I am one of your biggest fans and I really appreciate all your work for the Oracle community; I am new to Oracle and I have a problem I need help with.
I have two tables with two columns. They both have values that I need to find the similar values of. For example, say the first column has Jeff Shapiro clinical and the second column in the second table may have something like clinic of Jeff Shapiro.
How can I achieve that and find the similar values between the two tables-- is SQL better or PL/SQL? Do we use like contains or regexp?

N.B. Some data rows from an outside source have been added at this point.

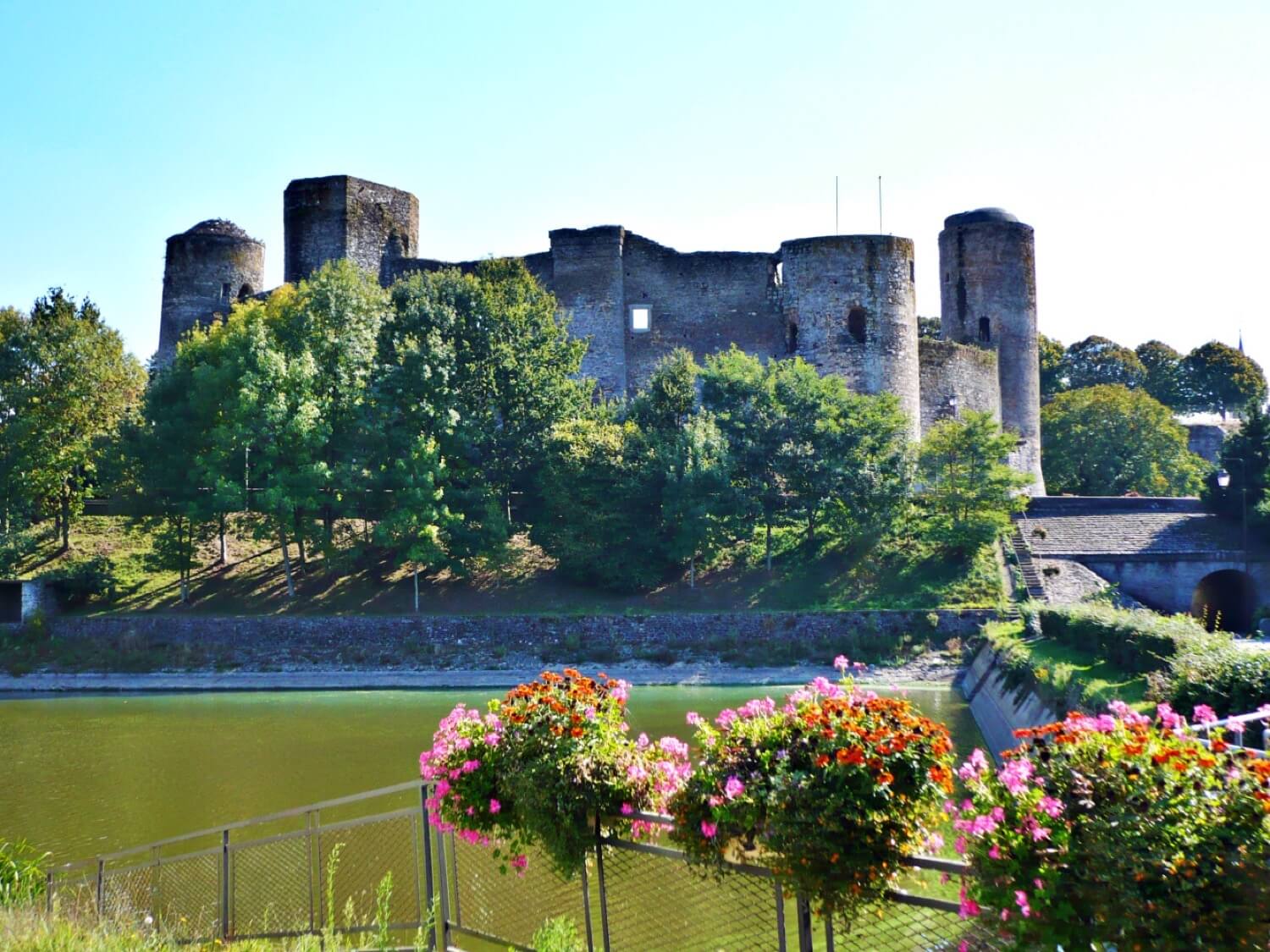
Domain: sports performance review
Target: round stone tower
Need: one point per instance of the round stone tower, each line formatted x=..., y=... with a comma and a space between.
x=988, y=299
x=207, y=269
x=850, y=306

Will a domain index help here?
Wow! I have a fan! Aside from my family, that makes you pretty much my #1 fan.
The last time I saw this class of problem addressed was in the marketing industry for candies. Manual Data Entry injects all manner of “similar-but-different” strings, from differing abbreviations to misspellings. The algorithm was very complex and sophisticated, yet was fast enough (in C) to process millions of records.
- First, we parsed out all of the tokens.

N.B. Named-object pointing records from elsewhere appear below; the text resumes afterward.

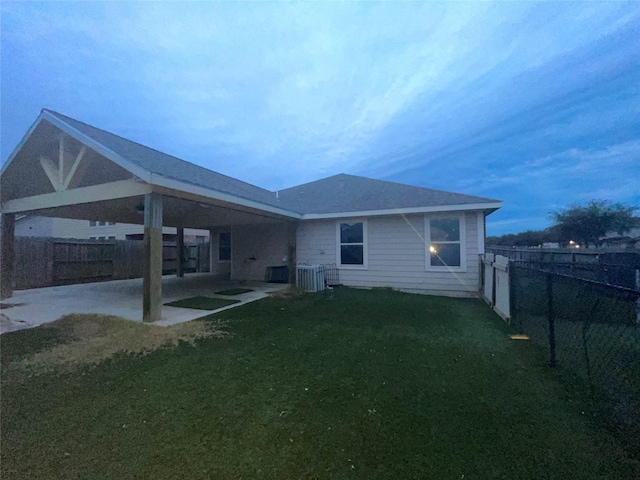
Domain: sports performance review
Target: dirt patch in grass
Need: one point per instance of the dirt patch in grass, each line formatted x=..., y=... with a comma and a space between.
x=234, y=291
x=85, y=340
x=202, y=303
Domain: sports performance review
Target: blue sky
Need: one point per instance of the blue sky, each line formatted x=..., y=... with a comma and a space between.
x=533, y=103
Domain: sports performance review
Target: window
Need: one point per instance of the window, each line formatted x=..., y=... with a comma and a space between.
x=224, y=247
x=352, y=248
x=445, y=246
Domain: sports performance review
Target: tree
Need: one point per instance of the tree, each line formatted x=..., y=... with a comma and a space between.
x=589, y=223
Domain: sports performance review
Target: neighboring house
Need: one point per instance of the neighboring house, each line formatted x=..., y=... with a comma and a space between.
x=379, y=234
x=37, y=226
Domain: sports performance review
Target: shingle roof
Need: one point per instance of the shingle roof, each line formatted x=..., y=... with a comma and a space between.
x=350, y=193
x=339, y=193
x=171, y=167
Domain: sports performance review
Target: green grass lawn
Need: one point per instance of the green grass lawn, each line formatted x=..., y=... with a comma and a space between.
x=202, y=303
x=351, y=384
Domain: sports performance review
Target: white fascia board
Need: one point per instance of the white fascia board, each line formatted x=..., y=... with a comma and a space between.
x=22, y=142
x=139, y=172
x=405, y=211
x=179, y=186
x=75, y=196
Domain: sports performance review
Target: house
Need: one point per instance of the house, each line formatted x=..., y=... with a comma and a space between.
x=379, y=234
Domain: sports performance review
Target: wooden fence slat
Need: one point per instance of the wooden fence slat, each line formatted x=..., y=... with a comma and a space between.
x=44, y=262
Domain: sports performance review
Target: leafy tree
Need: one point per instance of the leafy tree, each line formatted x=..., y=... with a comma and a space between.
x=588, y=223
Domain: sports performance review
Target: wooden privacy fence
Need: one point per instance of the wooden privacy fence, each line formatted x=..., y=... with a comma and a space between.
x=44, y=262
x=495, y=289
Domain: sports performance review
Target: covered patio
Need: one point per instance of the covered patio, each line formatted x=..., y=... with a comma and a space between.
x=31, y=308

- Then we normalized the tokens from a dictionary, converting abbreviations and shortenings to a standardized abbreviation. We threw away connector words like “the”. Our dictionary had each synonym and their standardized token, i.e., STICK<-STK,STIK,SK.

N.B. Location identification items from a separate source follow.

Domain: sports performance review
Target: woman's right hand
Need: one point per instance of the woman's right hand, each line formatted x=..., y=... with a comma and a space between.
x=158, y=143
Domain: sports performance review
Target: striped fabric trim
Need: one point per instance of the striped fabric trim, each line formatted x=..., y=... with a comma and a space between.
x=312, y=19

- If an exact match wasn’t located, we scanned the token one character at a time, granting a weight to each character position. If the sums of the weights fell within 95% of the nearest standardized keyword, we considered it a match. Otherwise, we tossed it to a human to discern the token. Humans are really good at taking incomplete information and discerning the completed pattern.
- Then the completed set of converted tokens could be analyzed for matches (and in no particular order, too).
The only thing I can add is, it isn’t going to be easy.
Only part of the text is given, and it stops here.